One of the most interesting findings is that there was radioactivity in the brain 1, 3, and 7 d after transplantation. This finding was confirmed by immunohistochemical detection and India Black ink labeling of hUCMS cells. Since the cells were not detected in the blood-brain barrier vasculature, they evidently crossed the blood brain barrier. Although this barrier is comprised primarily of tight junctions between endothelial cells and poses a formidable obstacle to the delivery of many therapeutic agents to the central nervous system[28
], UCMS cells could cross this barrier and potentially be used as delivery vehicles for therapeutics to the brain. In support of this speculation, systemically administered neuronal stem cells engineered to express a pro-drug processing enzyme were found to migrate into the brain and to exhibit therapeutic properties[22
]. Furthermore, bone marrow MSC or fetal stem cells physiologically cross blood-brain barrier and play an important role in blood vessel remodeling[29
] and in healing of brain injury[30
Since detection of the radiolabeled cells is very sensitive as compared to histochemical and immunohistochemical detection of the cells, it was possible to monitor the distribution of the hUCMS cells in most tissues via radiolabeling. Immunofluorescence and India Black ink labeling made it possible to clarify the exact location of the hUCMS cells within many organs, but were less sensitive than radiolabeling. A possible explanation for this sensitivity difference is that in the radioactive method we have homogenized whole tissues whereas the immunofluorescence and India ink labeling methods were carried out on sections only 5-10 μM thick, so it is possible that cells may have been present in higher numbers in other parts of the organ.

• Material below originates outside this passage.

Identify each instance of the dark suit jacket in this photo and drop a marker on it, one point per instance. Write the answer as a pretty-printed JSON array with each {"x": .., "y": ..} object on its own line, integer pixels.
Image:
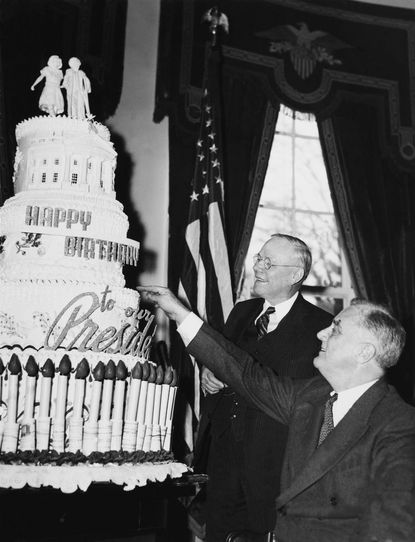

In conclusion, intravenously administered hUCMS cells exhibited time-specific tissue distribution in SCID mice. The lung was a major distribution site at 24 h after transplantation. With time, major distribution sites changed to the gastrointestinal tract at 3 and 7 d after transplantation. In addition to the gastrointestinal tract, both ovaries and uterus were found to be distribution sites. The tissue distributions were confirmed by immunohistochemical and histological observations of hUCMS cells in tissue sections. Morphological analysis revealed that systemically administered hUCMS cells can be efficently distributed in brain. These findings indicate that UCMS cells are potentially useful tools for the treatment of various diseases in the lung, gastrointestinal tract, and brain.